Damage Detection and Vibration Control in Smart Plates: Towards Multifunctional Smart Structures

Abstract

This paper demonstrates the concept of sensitivity enhancing control (SEC) to aid in damage detection in smart structures through both experimental and simulation evaluation. Methods of implementing state estimate feedback using point measurements of strain along the structure are described, and an initial proof-of-concept laboratory experiment demonstrating enhancement of modal frequency shifts due to tip mass damage in a cantilevered beam is reported. Simulation results focus on applying state feedback control to finite-element models of a cantilevered structure with slot, through-surface crack, or surface crack damage. The simulation analysis ascertains the ability to enhance sensitivity of modal frequency shifts due to realistic damage cases that are difficult to evaluate experimentally. The simulation also ascertains the potential for using the same sensors and actuators for implementing both sensitivity enhancing control laws and vibration damping control laws that are insensitive to damage.

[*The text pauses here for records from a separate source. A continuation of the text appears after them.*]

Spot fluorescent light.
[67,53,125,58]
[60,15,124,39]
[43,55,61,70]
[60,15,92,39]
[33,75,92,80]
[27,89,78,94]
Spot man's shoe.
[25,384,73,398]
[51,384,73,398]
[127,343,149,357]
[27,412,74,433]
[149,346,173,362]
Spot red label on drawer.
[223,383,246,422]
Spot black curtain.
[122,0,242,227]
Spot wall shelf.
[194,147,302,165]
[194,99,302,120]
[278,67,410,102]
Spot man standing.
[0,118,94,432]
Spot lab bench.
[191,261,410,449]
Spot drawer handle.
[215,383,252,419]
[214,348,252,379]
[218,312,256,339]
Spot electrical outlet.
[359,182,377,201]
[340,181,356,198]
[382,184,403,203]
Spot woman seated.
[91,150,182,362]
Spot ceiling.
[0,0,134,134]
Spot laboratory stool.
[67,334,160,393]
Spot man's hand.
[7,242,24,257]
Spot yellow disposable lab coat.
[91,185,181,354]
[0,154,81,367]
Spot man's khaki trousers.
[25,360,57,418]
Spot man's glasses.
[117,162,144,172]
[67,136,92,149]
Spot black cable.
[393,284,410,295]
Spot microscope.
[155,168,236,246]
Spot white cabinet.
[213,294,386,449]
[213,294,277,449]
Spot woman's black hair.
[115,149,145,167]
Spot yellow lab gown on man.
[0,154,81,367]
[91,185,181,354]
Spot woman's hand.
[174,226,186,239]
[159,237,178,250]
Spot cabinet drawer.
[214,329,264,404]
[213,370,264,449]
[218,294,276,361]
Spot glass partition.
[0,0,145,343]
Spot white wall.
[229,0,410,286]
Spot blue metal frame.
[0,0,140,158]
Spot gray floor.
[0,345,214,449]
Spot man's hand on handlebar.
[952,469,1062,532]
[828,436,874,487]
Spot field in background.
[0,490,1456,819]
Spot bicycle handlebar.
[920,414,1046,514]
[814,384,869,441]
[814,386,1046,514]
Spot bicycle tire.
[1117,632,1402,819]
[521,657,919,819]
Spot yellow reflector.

In the control model with which SEC laws are designed, damage consists of simple reductions in thickness over a small area of the structure. Finite-element models to which control laws are applied are developed using commercial software (ABAQUS TM ) that more accurately models stiffness damage by releasing element connections or by using line spring elements to model fatigue cracks. Experimental results show that enhancement in sensitivity of modal frequencies to damage can be achieved using a single piezoceramic actuator and multiple piezoelectric strain sensors along the beam. Simulation results indicate that feedback control laws can be designed for either sensitivity enhancement or vibration suppression using identical hardware, providing for multifunctional smart structures. In addition, analysis demonstrates that commercial finite-element software is useful for model-based simulation of damaged controlled structures.